En el ambiente flotaban las palabras de García Márquez, las formas de Gaudí, los fotogramas de Buñuel o los cuadros de Dalí. Y, sobre todo, su arquitectura parece haber salido de un grabado de Escher o haber inspirado a Borges para describir la ciudad de los inmortales: «el corredor sin salida, la alta ventana inalcanzable, la aparatosa puerta que daba a una celda o a un pozo, las increíbles escaleras inversas, con los peldaños y la balaustrada hacia abajo. Otras, adheridas aéreamente al costado de un muro monumental, morían sin llegar a ninguna parte, al cabo de dos o tres giros, en la tiniebla superior de las cúpulas.»
Curiosamente, en el propio relato de Borges, el narrador añade que ignoraba si lo que describía era real o fruto de sueños posteriores a la experiencia. Algo parecido me pasa a mí con aquella etapa en la Casa Azul. Disculpen, pues, si lo que les cuento tiene más de onírico (que no de falso) que de vigilia.
Pero la cuestión es que, si el mundo tiene que acabarse, o si al menos el arte tiene que acabarse, en Córdoba tendremos un refugio, un búnker, un espacio rebelde y clandestino, un sitio donde sobrevivir o, simplemente, hacer más llevadero el ocaso sumergidos en la proscrita fantasía.

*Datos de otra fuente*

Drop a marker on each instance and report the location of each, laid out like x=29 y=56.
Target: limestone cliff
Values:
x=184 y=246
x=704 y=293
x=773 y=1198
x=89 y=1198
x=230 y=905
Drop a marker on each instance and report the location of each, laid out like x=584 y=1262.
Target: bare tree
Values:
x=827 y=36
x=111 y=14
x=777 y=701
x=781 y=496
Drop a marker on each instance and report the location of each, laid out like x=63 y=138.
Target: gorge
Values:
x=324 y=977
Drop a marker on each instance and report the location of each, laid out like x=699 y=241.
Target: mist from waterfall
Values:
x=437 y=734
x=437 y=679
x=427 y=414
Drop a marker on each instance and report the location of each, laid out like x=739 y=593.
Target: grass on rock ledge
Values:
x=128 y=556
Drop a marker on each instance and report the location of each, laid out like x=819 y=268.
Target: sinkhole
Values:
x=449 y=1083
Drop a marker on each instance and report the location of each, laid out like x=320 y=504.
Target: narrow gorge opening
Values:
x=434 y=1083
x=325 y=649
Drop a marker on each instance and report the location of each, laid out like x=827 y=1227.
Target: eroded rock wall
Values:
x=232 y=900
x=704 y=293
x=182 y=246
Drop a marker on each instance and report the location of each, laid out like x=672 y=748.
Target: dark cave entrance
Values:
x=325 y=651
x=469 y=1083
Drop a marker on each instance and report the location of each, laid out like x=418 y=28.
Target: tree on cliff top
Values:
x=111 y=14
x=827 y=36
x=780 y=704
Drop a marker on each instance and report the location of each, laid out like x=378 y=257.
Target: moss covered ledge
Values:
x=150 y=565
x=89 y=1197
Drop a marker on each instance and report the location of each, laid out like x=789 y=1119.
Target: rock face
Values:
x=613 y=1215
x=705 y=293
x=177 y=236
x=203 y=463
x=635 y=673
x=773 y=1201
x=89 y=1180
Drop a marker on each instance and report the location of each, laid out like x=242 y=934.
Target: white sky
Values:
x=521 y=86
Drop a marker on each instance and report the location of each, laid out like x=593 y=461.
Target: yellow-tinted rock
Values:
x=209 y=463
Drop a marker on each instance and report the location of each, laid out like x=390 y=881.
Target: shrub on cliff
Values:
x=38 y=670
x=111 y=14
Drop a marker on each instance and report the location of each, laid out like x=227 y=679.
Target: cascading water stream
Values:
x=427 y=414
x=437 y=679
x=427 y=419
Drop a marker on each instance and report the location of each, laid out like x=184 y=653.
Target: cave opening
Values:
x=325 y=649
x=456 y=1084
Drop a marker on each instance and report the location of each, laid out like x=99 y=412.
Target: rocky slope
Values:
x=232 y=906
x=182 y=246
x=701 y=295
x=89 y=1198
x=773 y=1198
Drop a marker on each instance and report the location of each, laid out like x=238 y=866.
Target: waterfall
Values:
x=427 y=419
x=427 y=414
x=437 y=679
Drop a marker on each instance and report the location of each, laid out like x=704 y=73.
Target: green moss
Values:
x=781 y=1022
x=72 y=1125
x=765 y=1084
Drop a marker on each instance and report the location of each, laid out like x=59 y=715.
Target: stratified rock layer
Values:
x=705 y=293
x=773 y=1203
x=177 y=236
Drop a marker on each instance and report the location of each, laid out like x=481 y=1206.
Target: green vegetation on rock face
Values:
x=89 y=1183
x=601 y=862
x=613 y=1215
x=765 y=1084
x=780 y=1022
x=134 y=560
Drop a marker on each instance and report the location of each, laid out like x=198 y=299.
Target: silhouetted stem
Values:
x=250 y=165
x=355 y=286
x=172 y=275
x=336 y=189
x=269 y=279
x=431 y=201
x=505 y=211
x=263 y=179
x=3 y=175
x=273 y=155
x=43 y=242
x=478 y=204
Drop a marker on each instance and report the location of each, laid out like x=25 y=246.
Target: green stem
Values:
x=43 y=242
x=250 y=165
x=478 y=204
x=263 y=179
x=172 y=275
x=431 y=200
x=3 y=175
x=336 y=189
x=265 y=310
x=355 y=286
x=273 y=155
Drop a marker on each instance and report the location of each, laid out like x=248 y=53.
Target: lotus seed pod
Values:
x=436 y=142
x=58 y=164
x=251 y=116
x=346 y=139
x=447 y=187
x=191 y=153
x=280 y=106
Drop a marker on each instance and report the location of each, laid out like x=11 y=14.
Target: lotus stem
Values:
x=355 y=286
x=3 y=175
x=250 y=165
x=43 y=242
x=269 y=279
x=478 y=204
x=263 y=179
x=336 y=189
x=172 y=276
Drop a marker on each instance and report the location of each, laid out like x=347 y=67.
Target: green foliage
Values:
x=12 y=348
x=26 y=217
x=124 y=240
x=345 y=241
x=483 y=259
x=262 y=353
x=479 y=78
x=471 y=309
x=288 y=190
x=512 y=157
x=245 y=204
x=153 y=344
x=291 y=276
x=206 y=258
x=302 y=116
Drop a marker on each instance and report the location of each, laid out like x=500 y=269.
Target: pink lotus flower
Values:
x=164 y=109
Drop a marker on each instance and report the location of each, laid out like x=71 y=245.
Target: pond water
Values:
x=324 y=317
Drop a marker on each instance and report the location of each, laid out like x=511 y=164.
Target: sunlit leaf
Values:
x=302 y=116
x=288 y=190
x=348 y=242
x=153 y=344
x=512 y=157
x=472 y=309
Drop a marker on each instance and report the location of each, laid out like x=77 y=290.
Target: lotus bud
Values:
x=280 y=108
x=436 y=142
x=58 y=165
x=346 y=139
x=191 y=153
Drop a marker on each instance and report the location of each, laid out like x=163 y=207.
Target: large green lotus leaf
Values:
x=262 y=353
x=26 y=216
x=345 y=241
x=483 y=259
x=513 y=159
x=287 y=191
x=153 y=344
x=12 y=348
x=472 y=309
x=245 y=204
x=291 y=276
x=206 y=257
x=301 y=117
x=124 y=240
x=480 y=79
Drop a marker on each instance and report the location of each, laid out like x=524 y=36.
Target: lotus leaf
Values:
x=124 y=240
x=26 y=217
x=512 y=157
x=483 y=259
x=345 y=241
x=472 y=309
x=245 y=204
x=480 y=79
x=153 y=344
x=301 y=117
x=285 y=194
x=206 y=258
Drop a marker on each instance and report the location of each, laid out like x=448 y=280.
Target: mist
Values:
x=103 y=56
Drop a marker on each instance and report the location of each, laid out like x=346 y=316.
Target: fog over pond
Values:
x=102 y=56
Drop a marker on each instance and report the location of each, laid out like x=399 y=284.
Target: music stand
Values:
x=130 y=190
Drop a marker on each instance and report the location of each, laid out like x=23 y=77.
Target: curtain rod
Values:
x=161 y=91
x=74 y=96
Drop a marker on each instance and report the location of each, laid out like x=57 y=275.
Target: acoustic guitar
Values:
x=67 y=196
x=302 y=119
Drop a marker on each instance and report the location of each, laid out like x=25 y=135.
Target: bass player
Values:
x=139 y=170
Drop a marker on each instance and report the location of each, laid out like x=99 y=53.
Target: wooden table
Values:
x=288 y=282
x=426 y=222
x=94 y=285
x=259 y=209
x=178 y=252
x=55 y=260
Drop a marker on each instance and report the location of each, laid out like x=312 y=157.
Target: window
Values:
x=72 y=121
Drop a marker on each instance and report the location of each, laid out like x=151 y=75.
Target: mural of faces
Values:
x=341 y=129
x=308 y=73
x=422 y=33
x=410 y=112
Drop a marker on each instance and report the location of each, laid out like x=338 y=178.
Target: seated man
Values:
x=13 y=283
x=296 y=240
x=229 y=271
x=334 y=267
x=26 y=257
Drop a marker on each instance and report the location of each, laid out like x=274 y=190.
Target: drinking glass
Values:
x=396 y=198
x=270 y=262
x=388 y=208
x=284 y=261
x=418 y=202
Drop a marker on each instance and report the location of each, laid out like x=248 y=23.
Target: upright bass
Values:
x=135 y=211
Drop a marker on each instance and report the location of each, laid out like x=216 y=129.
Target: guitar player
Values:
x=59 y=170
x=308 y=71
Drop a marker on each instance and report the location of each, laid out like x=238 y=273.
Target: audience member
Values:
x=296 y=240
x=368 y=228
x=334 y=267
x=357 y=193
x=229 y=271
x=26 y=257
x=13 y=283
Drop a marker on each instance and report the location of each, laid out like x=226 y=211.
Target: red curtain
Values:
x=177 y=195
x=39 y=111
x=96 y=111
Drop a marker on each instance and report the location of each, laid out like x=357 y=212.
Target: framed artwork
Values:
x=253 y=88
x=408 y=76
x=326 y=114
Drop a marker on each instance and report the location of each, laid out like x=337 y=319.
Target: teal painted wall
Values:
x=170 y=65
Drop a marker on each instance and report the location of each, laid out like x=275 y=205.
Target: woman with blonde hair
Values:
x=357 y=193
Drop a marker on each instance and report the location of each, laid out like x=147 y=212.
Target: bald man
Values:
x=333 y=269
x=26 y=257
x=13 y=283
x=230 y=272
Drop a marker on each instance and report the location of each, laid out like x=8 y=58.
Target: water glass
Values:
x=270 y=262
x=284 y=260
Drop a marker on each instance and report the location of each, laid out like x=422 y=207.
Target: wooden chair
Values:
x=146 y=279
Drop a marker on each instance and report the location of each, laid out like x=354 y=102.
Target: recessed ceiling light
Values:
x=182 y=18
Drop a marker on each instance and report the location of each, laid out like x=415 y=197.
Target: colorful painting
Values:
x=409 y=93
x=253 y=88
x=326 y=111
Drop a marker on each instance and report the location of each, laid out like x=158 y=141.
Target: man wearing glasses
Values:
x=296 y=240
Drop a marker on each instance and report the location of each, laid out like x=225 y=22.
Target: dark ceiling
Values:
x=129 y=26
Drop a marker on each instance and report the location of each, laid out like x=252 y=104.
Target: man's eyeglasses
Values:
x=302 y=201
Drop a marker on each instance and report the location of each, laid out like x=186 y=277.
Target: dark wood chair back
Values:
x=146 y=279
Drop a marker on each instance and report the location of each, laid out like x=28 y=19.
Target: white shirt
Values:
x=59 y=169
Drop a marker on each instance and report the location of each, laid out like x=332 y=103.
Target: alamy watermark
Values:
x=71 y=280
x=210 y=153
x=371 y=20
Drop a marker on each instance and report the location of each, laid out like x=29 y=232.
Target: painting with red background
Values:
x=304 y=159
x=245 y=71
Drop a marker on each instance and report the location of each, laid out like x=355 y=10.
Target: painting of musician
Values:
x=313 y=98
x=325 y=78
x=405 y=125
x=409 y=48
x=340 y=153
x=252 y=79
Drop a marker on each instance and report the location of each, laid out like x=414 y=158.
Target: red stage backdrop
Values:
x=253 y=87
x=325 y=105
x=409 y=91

Porque el entorno de la Axerquía (con sus atardeceres, sus patios, sus tradiciones y sus brujas), los siglos de historia acumulados en la casa, la creatividad de Morera y la actividad de la asociación actual han sedimentado un lugar mágico donde, como me dijo una amiga, parece que siempre es verano. Y un verano no es mal sitio para despedirse del mundo. Todo terminaría en un estío interminable; suena bien. En un verano eterno. Un verano como el de aquella serie televisiva igualmente eterna: azul.